To the young lads who meet scandalised punters with a flinty eye as they charge four notes for a “programme” which consists of a folded sheet of A4 paper still warm from the printing machine.

To the polystyrene cups of tea filled to the brim, leaving no room for milk so patrons get a severe scalding when they take their first sip. (And to the etiquette observed by fans of both counties who share with scrupulous politeness the one spoon supplied to service the sugar requirements of several thousand Gaels).

To the way everyone crowds into the Stand for warmth except for the two lads on the terrace leaning into the gale, just to the left of the town-end goal. Because that’s where they always stand.

To the way the Amhrán Na bhFiann always sounds as if it is being played on a vinyl record circa 1972.

To the way that in Tuam Stadium, it is still 1966.

To being able to hear the manager shouting at his players.To being able to hear what the players shout back.

To being alarmed at the realisation they are mostly just cursing at each other.

To the bravery of the linesmen, who always look peculiarly naked during the League, running up and down with their flags and trying to ignore the heckling.

To the unexpected privilege of seeing a once-in-a-generation star like Michael Donnellan or Brian McGuigan make his debut in the League.

Trippy departures

To the trippy departures of the League, where the one rule is that while very little usually happens, anything may happen. Banks of fog, hail storms, melees and fights, crazy scorelines, power cuts, seven and eight red cards, unexpected classics; anything goes in the League.

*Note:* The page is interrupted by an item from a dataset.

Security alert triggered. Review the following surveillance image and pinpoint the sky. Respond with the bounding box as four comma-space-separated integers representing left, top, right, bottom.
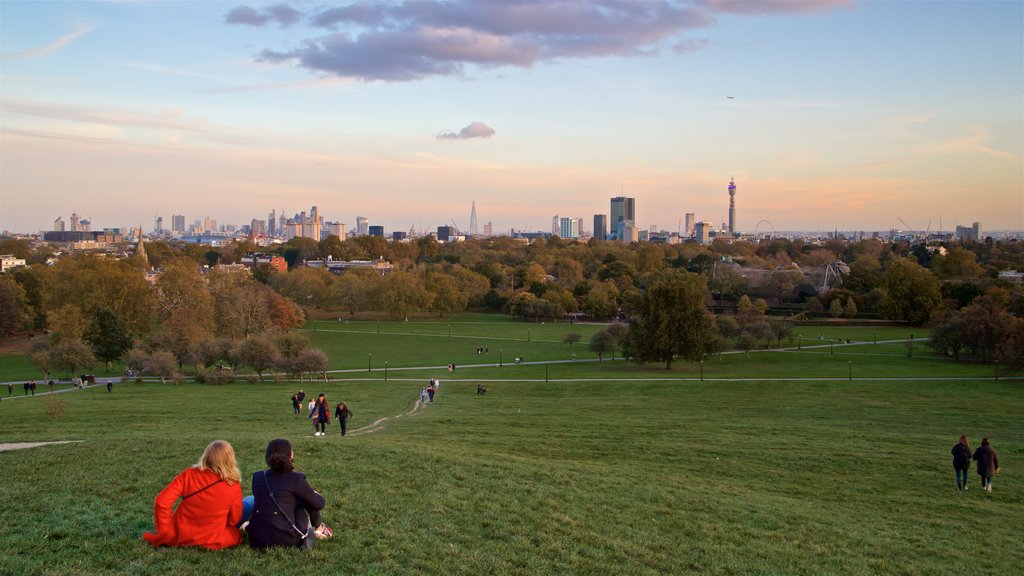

To the small band of fans who make a winter pilgrimage out of the League. To the Dubs who never cease to wonder that people actually willingly live outside the capital and book a hotel or BB in Tralee or Castlebar or Omagh just to experience what that must feel like.

They always have a good night and wouldn’t swap the League for anything.

They know what all True League fans know: the All-Ireland championship is just for dilettantes and shapers.

To the way the big stars will stand on the field for anything up to half an hour on the field signing jerseys.

Military speed

To the military speed with which the crowd vanishes after League games in Aughrim or Tullamore, the stadium empty in five minutes flat.

To the noble and lonely sight of a losing manager after a League game, carrying his own gear bag as he exits the dressing room (and sometimes even turning off the lights) and trying to convince the awaiting press men that losing three matches on the trot signifies nothing.

To the groundsman and the way he will appear at the door of the press box when his stomach is rumbling tea-time and jingle his keys suggestively before asking the questions which for decades have announced last orders in GAA press boxes across Ireland: “Have ye no homes to go to?” “Will ye be long, lads?” “Is it a book ye’re writing?”

To the ghostly magnificence of storied GAA stadiums – Semple Stadium or the Gaelic Grounds or Clones or Nowlan Park – when they are empty and it is too dark to see the pitch and it becomes easy to imagine the many great players who have thrilled thousands of people, right there.

To the mathematics which come into play towards the end of the League, when promotion and relegation is all that anyone cares about.

To the Hidden Signs: the first inkling your team might do something special this year. League games are choc-a-bloc with hidden signs.

To the crushing disappointment (something close to shame) t all relegated teams and supporters experience. And to the brief elation of “promotion”.

To Division Four, the most neglected division in all of world sport.

To the impatience that governs the League final, when all counties are already training for the championship and the two teams in the final feel slightly guilty about being there, as if doing something they shouldn’t be doing or the unwitting victims of a national hoax.

And so to their declarations that the League doesn’t matter: “It’s only the League”. “Nobody remembers who won the League”. “It’s nice to win the League but you wouldn’t be getting carried away.”

To the League, which everyone loves more than they let on.